Il sacrifiait tout, comme l'on voit, au repos ; et après avoir établi la paix avec les Parthes et avec l'Arménie, de retour à Antioche il se conduisit comme s'il n'eût eu qu'à jouir de sa fortune. Il s'annonçait sur le pied d'imitateur de Marc Aurèle, mais c'était en des choses extérieures et aisées à copier : une démarche grave, l'attention à ne point précipiter ses réponses, un ton si bas lorsqu'il parlait qu'on avait peine à l'entendre. Il s'en fallait beaucoup qu'il n'exprimât en lui-même les grands traits de ce sage empereur, son activité et sa persévérance au travail, son zèle pour le bien public, sa noble simplicité, son austère tempérance. Au contraire, il négligeait les affaires ; il se livrait aux délices, aux spectacles, à la musique ; il donnait dans le luxe, et paraissait vêtu magnifiquement et ceint d'un bandeau enrichi d'or et de pierreries. Ce goût de magnificence, plus convenable aux mœurs asiatiques qu'à la sévérité romaine, blessait d'autant plus les yeux que Macrin succédait à un empereur qui avait affecté de vivre moins en prince qu'en soldat.

Il avait bien d'autres soins à prendre, s'il eût connu la position où il était. Une armée mécontente des mauvais succès de la guerre, et d'ailleurs indisciplinée et indocile, déshabituée des exercices et des fatigues militaires, corrompue par la mollesse, exigeant des gratifications et des libéralités immenses, et ne voulant rien faire pour les mériter, c'était là de quoi donner à Macrin de vives alarmes. Un empereur plein de vigueur et de courage aurait eu bien de la peine à contenir dans le devoir de pareils soldats ; et comment pouvait y réussir Macrin qu'ils méprisaient ?
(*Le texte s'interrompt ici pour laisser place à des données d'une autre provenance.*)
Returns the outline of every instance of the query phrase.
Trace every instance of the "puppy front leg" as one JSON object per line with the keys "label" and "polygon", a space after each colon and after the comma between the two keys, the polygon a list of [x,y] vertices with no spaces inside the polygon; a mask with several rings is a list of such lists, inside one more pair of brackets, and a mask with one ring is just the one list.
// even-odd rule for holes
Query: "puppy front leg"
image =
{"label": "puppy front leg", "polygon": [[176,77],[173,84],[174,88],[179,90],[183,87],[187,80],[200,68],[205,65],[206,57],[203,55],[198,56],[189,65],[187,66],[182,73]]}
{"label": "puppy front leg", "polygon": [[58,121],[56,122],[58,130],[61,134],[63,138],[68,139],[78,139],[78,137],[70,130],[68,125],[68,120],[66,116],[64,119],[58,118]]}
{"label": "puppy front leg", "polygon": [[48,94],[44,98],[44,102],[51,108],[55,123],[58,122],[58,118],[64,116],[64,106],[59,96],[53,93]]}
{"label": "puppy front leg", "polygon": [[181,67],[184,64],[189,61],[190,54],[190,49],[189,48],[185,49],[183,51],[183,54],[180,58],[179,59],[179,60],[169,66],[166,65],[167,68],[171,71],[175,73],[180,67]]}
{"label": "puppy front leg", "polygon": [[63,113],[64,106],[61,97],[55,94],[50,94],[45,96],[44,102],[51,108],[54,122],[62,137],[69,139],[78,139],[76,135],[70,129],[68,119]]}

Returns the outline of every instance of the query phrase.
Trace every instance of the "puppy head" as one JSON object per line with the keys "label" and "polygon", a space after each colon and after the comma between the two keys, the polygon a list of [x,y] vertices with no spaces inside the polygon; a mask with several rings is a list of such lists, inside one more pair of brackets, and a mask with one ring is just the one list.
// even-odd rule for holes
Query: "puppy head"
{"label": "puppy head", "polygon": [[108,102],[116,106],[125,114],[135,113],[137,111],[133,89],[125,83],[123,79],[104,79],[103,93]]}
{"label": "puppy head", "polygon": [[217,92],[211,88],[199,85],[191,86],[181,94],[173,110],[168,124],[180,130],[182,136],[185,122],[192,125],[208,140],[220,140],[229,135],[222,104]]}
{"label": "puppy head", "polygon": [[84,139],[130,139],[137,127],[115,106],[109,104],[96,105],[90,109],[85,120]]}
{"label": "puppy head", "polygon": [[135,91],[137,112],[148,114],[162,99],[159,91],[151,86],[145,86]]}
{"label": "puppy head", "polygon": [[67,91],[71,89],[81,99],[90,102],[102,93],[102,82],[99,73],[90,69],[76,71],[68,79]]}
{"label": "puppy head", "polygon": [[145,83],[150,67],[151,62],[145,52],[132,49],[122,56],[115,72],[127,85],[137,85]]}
Il tenta cependant d'introduire parmi eux la réforme, et il faut convenir qu'il prit à cet égard un tempérament assez sage. Il assura aux gens de guerre qui étaient actuellement dans le service la jouissance des droits et privilèges à eux accordés par Caracalla ; mais il déclara que, par rapport à ceux qui s'enrôleraient à l'avenir, il ramènerait les choses au pied sur lequel Sévère les avait laissées. Si à cet arrangement il eût ajouté la précaution de séparer son armée, de renvoyer ses légions chacune dans leurs quartiers, et de revenir promptement lui-même à Rome, où il était désiré et appelé par le peuple à grands cris, peut–être aurait-il prévenu sa funeste catastrophe ; mais il laissa sans aucune nécessité, puisqu'il n'y avait plus de guerre, ses troupes rassemblées dans la Syrie et aux environs, et il leur donna ainsi moyen de devenir plus audacieuses par la vue de leurs forces réunies. La crainte se mit encore de la partie. Persuadés que la ratification des privilèges qu'ils tenaient de Caracalla était extorquée par la politique, ces vieux soldats ne doutèrent point que, dès qu'on les aurait affaiblis en les dispersant, on ne les réduisit à la condition des nouveaux. Enfin, des exemples de justice que fit Macrin sur quelques-uns d'entre eux qui avaient commis des violences et des excès dans la Mésopotamie, ou qui s'étaient rendus coupables de sédition, achevèrent d'inquiéter et d'aigrir les esprits. Capitolin l'accuse d'avoir poussé la sévérité en ces sortes de cas jusqu'à la crudité ; mais cet écrivain se déchaîne tellement contre Macrin, qu'il est peu croyable sur le mal qu'il en dit. Il paraît qu'il a travaillé d'après les bruits calomnieux que fit répandre Héliogabale pour rendre odieuse la mémoire de son prédécesseur.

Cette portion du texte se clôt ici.